Research in focus: Bruno D. Zumbo
Learn more about the work of our researchers at UBC
19 June, 2023
Bruno D. Zumbo
Professor & Distinguished University Scholar, Tier 1 Canada Research Chair in Psychometrics and Measurement
Measurement, Evaluation, & Research Methodology Program / Dept. of Educational and Counselling Psychology, and Special Education, Faculty of Education
Year I started working at UBC:
Provide an overview of your research in 75 words or less:
Social scientists use self-report surveys and tests in research and evaluation for ranking, feedback, decision-making, and investigating the efficacy of interventions or policy purposes. With the support of funding from SSHRC, I am refining my item-responding framework and explanation-centred theory of measurement validity and developing statistical methods that leverage advances in multivariate analysis, Bayesian methods, and computational technology. This research aims to have survey and test designers embrace the many ways of being human.
What first motivated you (or motivates you) to conduct your research?
I am motivated by questions of how effectively surveys, tests, and questionnaires travel across place and time and how they are received in diverse cultural and linguistic settings that are radically different from those in which they were produced.
What do you hope will change as a result of this research?
The scale and ambition of contemporary survey and testing programs with, in some cases, multiple countries, diverse cultural settings and languages raise many well-known challenges to the statistical science of measurement. My work aims to help researchers and policymakers construct statistical narratives, and stories, that are meaningful and genuine, reflecting local, national, and global settings while impacting the daily lives of educators, policy analysts, and researchers.
What have you learned during your research that has surprised you the most?

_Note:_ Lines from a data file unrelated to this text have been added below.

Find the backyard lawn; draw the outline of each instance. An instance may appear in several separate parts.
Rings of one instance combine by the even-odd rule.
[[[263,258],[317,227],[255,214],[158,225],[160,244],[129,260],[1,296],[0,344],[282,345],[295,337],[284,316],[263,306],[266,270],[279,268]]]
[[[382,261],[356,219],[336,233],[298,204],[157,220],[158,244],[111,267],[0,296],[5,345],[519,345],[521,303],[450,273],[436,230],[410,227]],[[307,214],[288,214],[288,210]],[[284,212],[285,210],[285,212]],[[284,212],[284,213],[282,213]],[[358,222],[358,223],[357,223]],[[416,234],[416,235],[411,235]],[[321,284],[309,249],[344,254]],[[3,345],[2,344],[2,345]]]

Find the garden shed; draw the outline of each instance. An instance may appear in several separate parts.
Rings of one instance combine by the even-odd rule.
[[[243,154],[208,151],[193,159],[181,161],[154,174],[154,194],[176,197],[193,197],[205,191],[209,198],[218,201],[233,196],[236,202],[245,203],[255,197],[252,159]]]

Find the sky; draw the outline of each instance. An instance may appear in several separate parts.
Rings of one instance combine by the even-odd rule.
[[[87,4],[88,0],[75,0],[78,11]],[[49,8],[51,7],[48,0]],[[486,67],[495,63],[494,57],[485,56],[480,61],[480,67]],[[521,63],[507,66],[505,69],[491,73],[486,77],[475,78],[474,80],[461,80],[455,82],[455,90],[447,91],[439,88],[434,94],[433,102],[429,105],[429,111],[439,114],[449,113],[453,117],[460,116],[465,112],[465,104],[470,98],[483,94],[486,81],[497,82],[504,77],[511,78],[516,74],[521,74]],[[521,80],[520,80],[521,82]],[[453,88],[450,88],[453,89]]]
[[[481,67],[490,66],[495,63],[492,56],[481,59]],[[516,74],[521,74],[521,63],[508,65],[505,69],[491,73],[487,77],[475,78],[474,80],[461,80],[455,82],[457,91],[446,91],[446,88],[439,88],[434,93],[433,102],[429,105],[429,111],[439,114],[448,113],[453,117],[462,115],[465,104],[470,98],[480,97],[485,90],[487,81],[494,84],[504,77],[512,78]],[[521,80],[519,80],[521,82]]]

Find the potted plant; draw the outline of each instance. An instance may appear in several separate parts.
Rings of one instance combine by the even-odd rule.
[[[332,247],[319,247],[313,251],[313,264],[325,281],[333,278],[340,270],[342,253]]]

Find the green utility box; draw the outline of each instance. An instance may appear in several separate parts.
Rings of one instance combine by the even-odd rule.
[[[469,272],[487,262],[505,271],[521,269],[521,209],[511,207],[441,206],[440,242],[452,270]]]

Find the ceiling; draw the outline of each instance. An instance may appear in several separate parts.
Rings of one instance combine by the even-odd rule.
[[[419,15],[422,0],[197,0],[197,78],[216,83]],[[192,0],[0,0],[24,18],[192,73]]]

Twenty-first-century survey questionnaires, tests, and assessments are the products of nearly 200 years of critical developments in fields as diverse as the mathematical sciences, statistical and computation sciences, education, psychology, and philosophy of science. However, although I have studied and worked at the intersection of several of these disciplines, I continue to be surprised at how challenging it can be to move this work beyond disciplinary boundaries.